The sculptural part was built between 1608 and 1615 by a diverse group of artists from Viggiù Silla, which had the greater part of the work making the two statues papal Bonvicino, Vasoldo, Christopher states, Nicholas Cordieri, Hippolytus Búzio, Camillo Mariani Pietro Bernini, Stefano Maderno and Francesco Mochi.
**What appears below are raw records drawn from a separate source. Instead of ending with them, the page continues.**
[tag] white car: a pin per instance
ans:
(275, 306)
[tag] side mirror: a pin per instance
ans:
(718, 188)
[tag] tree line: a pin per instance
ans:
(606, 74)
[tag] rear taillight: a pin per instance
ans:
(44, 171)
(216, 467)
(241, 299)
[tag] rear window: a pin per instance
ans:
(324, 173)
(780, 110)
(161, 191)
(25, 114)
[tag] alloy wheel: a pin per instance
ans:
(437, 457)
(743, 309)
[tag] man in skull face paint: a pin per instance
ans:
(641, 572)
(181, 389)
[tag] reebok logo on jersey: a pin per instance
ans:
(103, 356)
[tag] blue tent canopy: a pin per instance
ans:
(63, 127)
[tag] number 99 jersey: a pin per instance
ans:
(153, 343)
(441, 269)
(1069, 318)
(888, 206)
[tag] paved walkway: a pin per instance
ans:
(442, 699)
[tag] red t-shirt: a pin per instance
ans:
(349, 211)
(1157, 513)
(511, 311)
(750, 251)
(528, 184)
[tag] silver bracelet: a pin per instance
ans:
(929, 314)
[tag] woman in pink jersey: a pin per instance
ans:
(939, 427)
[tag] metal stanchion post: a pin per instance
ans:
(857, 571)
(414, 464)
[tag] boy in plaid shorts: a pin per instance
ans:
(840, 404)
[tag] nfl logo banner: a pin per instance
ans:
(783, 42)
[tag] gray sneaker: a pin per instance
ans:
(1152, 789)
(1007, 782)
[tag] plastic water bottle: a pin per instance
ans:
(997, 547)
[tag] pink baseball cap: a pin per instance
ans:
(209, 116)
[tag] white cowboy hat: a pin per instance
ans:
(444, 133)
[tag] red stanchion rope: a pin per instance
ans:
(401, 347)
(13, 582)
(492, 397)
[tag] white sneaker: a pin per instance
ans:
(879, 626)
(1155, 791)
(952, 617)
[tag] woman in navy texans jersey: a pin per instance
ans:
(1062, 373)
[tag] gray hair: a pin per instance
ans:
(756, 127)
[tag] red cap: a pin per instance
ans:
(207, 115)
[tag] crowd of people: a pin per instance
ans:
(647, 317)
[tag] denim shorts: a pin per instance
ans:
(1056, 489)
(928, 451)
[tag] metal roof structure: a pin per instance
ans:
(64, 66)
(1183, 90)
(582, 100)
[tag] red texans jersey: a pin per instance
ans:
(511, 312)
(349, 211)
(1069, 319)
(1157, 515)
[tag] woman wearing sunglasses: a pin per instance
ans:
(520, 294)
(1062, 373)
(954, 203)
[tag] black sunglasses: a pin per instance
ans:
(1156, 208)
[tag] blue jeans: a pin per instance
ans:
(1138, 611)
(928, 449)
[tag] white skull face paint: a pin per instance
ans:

The direction of the pictorial work was entrusted to the Cavalier D' Arpino relizzo the pendentives of the dome and the lunette above the altar. Ludovico Cigoli built the dome while Guido Reni was the lead author of the individual figures of saints to which they put the hand also Passignano, Giovanni Baglione and Baldassare Croce; later Lanfranco, according Bellori, transforming an angel intervened in Virgo.
The first crib
It is still preserved in the Basilica of the history of the first nativity scene made with statues. It is due to Pope Nicholas IV in 1288 commissioned Arnolfo di Cambio, a depiction of the "Nativity". The tradition of this sacred representation originated at the 432 when Pope Sixtus III ( 432-440 ) created in the primitive basilica a "cave of the Nativity" similar to Bethlehem. The Basilica of Santa Maria took the name to praesepem (from Latin: praesepium = manger). The many pilgrims who were returning to Rome from the Holy Land, brought the gift of precious fragments of the wood of the Holy Crib (cunabulum) today kept in the golden casket of Confession.